La multiplication des pistes d’interprétation est également au cœur de la magistrale Tin Drum Trilogy de Paul Chan. Sa première partie conçoit sur un mode grotesque la vie privée des membres de l’administration Bush s’ils étaient soldats en Afghanistan; la deuxième étale presque sans commentaire la diversité de la vie quotidienne à Bagdad à la veille de l’invasion de 2003; la troisième révèle les tensions inavouées entre éthique religieuse et politique officielle chez les électeurs conservateurs du Nebraska. La trilogie complexifie ainsi intentionnellement les représentations préconçues des amis et des ennemis, tant politiques que religieux2.

Il reste toutefois à savoir ce qui attire le public dans une exposition sur l’art et la guerre : est-ce l’attente, exprimée par Groys, que le contexte de l’art soit un véritable rempart de résistance critique, ou le soulagement d’y exercer notre responsabilité civique?

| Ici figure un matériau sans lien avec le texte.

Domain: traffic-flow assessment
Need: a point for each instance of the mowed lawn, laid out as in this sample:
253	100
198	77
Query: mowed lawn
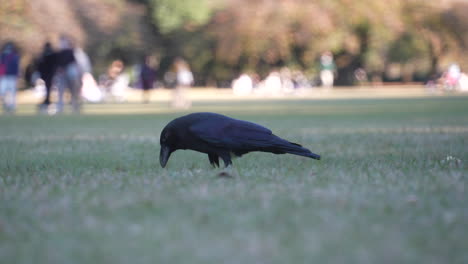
391	186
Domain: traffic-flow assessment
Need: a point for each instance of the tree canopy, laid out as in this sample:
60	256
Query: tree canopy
222	38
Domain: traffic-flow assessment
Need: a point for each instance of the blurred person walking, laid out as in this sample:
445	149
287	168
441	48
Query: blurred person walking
327	69
9	71
46	68
68	75
147	76
184	80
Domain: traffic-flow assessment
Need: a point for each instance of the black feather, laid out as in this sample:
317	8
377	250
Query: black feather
220	136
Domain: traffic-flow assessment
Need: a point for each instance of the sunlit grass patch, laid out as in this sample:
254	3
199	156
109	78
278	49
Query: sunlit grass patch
391	187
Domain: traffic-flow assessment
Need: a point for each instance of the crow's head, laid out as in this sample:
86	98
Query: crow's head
168	143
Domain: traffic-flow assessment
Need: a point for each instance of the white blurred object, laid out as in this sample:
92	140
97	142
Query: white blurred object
120	86
273	83
463	83
39	88
90	90
242	85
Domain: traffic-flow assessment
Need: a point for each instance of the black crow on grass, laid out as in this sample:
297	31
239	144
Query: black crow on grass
220	136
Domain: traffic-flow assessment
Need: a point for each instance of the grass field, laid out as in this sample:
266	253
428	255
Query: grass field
391	186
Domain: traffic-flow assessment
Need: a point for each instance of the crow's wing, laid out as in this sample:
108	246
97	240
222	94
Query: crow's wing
232	134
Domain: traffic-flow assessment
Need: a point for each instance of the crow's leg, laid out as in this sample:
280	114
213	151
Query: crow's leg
227	159
214	159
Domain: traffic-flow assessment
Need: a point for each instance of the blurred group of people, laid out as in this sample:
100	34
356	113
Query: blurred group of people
9	72
451	80
62	67
284	81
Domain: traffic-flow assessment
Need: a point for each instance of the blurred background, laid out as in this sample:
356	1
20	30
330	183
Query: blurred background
366	41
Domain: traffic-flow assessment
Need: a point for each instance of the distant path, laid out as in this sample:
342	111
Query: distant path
215	94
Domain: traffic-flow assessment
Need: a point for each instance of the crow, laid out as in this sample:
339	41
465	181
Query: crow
222	137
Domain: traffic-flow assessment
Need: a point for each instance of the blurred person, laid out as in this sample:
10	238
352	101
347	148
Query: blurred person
9	71
115	82
46	67
452	76
147	76
327	69
68	75
287	84
184	79
242	85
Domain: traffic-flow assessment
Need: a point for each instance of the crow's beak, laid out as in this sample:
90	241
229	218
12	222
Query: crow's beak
164	155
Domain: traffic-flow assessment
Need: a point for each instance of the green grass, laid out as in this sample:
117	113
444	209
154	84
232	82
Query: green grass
391	187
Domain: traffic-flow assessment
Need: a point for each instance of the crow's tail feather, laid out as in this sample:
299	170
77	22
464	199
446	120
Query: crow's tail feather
304	152
296	149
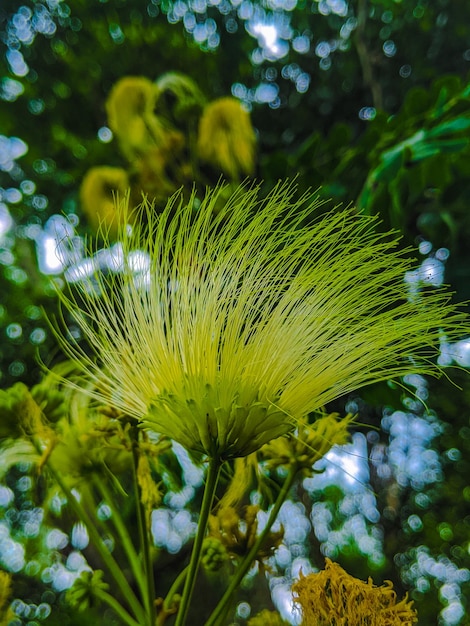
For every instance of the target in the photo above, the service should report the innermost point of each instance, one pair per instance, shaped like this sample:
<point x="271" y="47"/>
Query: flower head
<point x="333" y="598"/>
<point x="97" y="192"/>
<point x="226" y="138"/>
<point x="223" y="330"/>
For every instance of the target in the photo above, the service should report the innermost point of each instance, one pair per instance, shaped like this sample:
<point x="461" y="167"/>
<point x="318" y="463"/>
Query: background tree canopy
<point x="368" y="99"/>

1. L’essai du commissaire dans le catalogue de l’exposition élabore en détail l’idée de la « machine de guerre » en s’inspirant des écrits de Gilles Deleuze, de Slavoj Žižek, de Michael Hardt et d’Antonio Negri. Voir Signals in the Dark: Art in the Shadow of War, Toronto, Blackwood Gallery, Justina M. Barnicke Gallery, 2008.2. Voir l’entrevue de George Baker avec Chan dans October, nº 123, hiver 2008. Pour plus d’informations sur les œuvres dans l’exposition, voir le site de la galerie Leonard et Bina Ellen : http://ellengallery.concordia.ca/2006/fr/reflexion_signals.php

Elitza Dulguerova est post-doctorante à Stanford University. Son livre Usages et utopies : l’exposition dans l’avant-garde russe prérévolutionnaire paraîtra en 2009 aux Presses du réel.